The majority of my clients are not in manufacturing, construction, or retail, so their dips were not as low, and they are in a much better position to forecast than they were even a few months ago.
If this describes your business, you are probably starting to feel the pinch of lean staffing and, if you’re strategic, you’re also thinking ahead to how to position your firm or company for recovery. It may be the right time to begin leveraging the high jobless rate to your advantage, but don’t shoot yourself in the foot doing it, as so many companies did after the dot com bubble burst.
Whether you’re just dipping your toe in the water by hiring consultants and contractors, or taking advantage of the incredible talent available for full-time employment, it pays to know the biggest mistakes business owners and leaders make over and over again, so you can play smarter than everyone else.
Here are the three biggest staffing mistakes I see businesspeople make when the jobless rate is high, and how to prevent them:
1. Sloppy interview practices. This is the lowest of the low-hanging fruit. The philosophy of many businesses seems to be, “Well, interviewing is a crap shoot at best, and we’re all pretty bad at it, so let’s have all of us do it and that way we’ll land the best candidate through sheer volume!” Uh, nope. Ain’t gonna happen. What a colossal waste of time to have 15 people interview a candidate through five rounds of interviews. Try training folks on effective interviewing instead. The opportunity cost of having so many of your employees involved in an overhead activity that adds no value to your customers – oh, yikes, I don’t even want to think about it.
The April 2009 issue of the Harvard Business Review backs up what so many managers instinctively know but fail to do – extensive studies revealed that, in fact, there is no correlation between the number of people who interview a candidate and the quality of the hire.
If you and your team don’t know how to interview effectively, throwing everyone on the task won’t improve the outcome. The most wasteful situations I see are those involving consulting contracts (not consulting like I do, but “consulting” as in “this would be a full time permanent position if we could fund it”). To have 15 people interview someone whose contract lasts only three months is a colossal waste of limited resources.
Train your people to get the most leverage out of the interview process with the least investment. Minor investment, major return.
2. Lowballing. Let HR do their job of scouting out the going rate for each position be it temporary, contract, or permanent. In a number of fields and industries, salaries, fees, and wages are going down. In others, they’re still going up, and in many professions, we see mixed directions. For example, CIO pay is way down due to an unprecedented supply of CIO’s but the rank-and-file of IT remains stable due to a more balanced supply/demand ratio.
Warning: after the 2001 bubble, we saw many employers lowball across the board. The end result: they got their talent on the cheap, the talent resented their employers, and they bolted for more money at the first sign of a recovery. Can you blame them?

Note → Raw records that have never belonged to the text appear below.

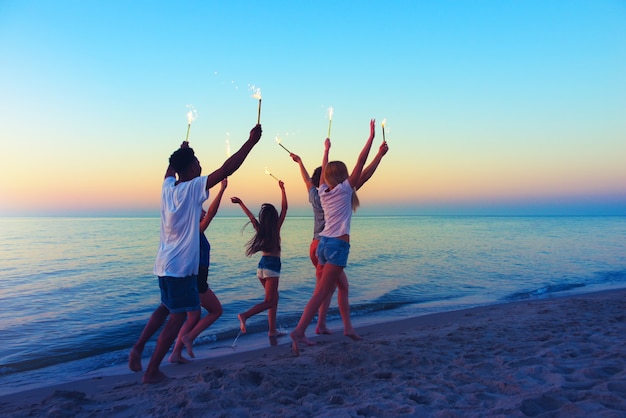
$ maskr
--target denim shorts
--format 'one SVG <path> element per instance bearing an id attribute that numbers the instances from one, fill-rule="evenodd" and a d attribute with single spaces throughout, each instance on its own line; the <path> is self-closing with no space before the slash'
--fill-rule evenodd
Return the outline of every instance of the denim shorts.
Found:
<path id="1" fill-rule="evenodd" d="M 267 277 L 280 277 L 280 257 L 264 255 L 259 261 L 256 269 L 256 275 L 259 279 Z"/>
<path id="2" fill-rule="evenodd" d="M 198 277 L 159 276 L 161 303 L 170 313 L 190 312 L 200 309 Z"/>
<path id="3" fill-rule="evenodd" d="M 345 267 L 348 265 L 349 252 L 349 242 L 339 238 L 320 237 L 320 243 L 317 245 L 317 262 L 321 265 L 329 263 Z"/>

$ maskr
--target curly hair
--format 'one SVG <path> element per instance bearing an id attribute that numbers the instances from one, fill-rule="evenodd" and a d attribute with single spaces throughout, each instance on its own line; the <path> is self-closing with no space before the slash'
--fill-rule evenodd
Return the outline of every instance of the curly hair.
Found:
<path id="1" fill-rule="evenodd" d="M 280 251 L 280 229 L 278 227 L 278 211 L 274 205 L 264 203 L 259 211 L 256 234 L 246 244 L 246 255 L 263 252 Z"/>
<path id="2" fill-rule="evenodd" d="M 177 173 L 184 171 L 196 158 L 193 148 L 179 148 L 170 155 L 170 165 Z"/>

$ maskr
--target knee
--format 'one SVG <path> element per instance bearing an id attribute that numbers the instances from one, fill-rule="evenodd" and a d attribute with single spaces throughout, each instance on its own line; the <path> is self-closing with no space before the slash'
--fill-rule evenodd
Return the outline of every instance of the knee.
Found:
<path id="1" fill-rule="evenodd" d="M 280 299 L 280 297 L 278 296 L 278 292 L 276 292 L 269 297 L 269 299 L 267 300 L 267 304 L 270 306 L 270 308 L 275 308 L 276 306 L 278 306 L 278 299 Z"/>

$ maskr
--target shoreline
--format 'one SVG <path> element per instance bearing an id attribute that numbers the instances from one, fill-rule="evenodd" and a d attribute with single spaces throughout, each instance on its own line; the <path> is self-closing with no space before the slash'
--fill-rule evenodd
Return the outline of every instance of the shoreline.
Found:
<path id="1" fill-rule="evenodd" d="M 5 416 L 623 416 L 626 289 L 427 314 L 0 396 Z M 144 368 L 147 362 L 144 359 Z"/>

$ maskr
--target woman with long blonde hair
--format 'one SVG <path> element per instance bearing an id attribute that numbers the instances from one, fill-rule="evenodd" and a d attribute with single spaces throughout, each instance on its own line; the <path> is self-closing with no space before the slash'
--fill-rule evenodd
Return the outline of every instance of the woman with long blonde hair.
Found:
<path id="1" fill-rule="evenodd" d="M 322 175 L 318 188 L 320 202 L 324 210 L 324 230 L 320 233 L 320 242 L 317 248 L 318 262 L 322 267 L 322 276 L 317 281 L 313 296 L 307 303 L 296 328 L 290 336 L 293 340 L 292 349 L 300 354 L 299 344 L 313 345 L 306 338 L 305 331 L 324 300 L 332 294 L 335 287 L 338 289 L 337 298 L 339 313 L 343 321 L 344 335 L 353 340 L 361 337 L 354 331 L 350 320 L 350 304 L 348 302 L 348 278 L 343 274 L 348 263 L 350 251 L 350 221 L 352 212 L 359 206 L 359 199 L 355 189 L 362 185 L 361 174 L 367 161 L 372 142 L 375 136 L 375 121 L 370 120 L 370 136 L 365 142 L 359 158 L 348 173 L 348 168 L 341 161 L 328 161 L 330 139 L 324 142 L 324 157 L 322 159 Z"/>

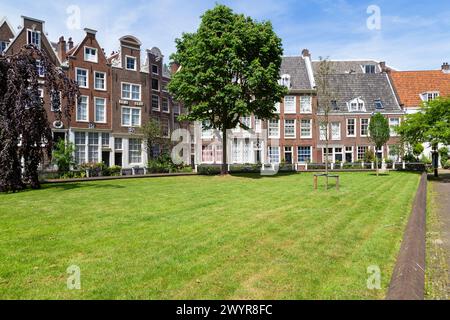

There’s a sensibly frugal approach, and then there’s the resentment-producing cheapskate approach – be careful to draw the boundary. No matter how grateful a talented person is for a job right now, a year from now things will look different, and two years from now they’ll look very different. Those talented employees will be back in demand, and they’ll start looking for a job that equals or tops their previous salary or wages. You’ll train the best new people for your competition to snatch away.
3. Imbalanced criteria. The best consultant or employee will map well to your organization in three key areas: skills for the job, enthusiasm to do the job, and ability to work extremely well on your team, in your culture, and in the organization (warts and all). From my perspective, unless you are hiring a specialist who is extremely difficult to find, all three criteria should be afforded equal weight.
For a minimum of 20% of your permanent hires, you should also be looking at their potential to move up in your organization or broaden their responsibilities. You may even radically want to consider that standard in your consulting and contract hires, since this often becomes a key pipeline for internal hires as a recovery marches on.
Why? Despite the market setback, we are still going to see an increase in the number of retirements over the coming two decades. The baby boomers are an enormous generation in the developed nations. Even with boomers stringing out their retirements, they’re not going to work forever, and now is the time to hire and grow their replacements.
The recession has actually given you an advantage here, in that they won’t all call it quits on their 65th birthdays. Some will work into their 70’s, but most won’t. Prepare now, while you have a little breathing room, and you’ll be rewarded with a competitive edge later.
Remember too that at the senior leadership level, imported talent fails at four times the rate of home-grown talent so the more you can create and sustain an internal pipeline, the less you will have to go to extraordinary lengths to integrate an external senior leader into your organization.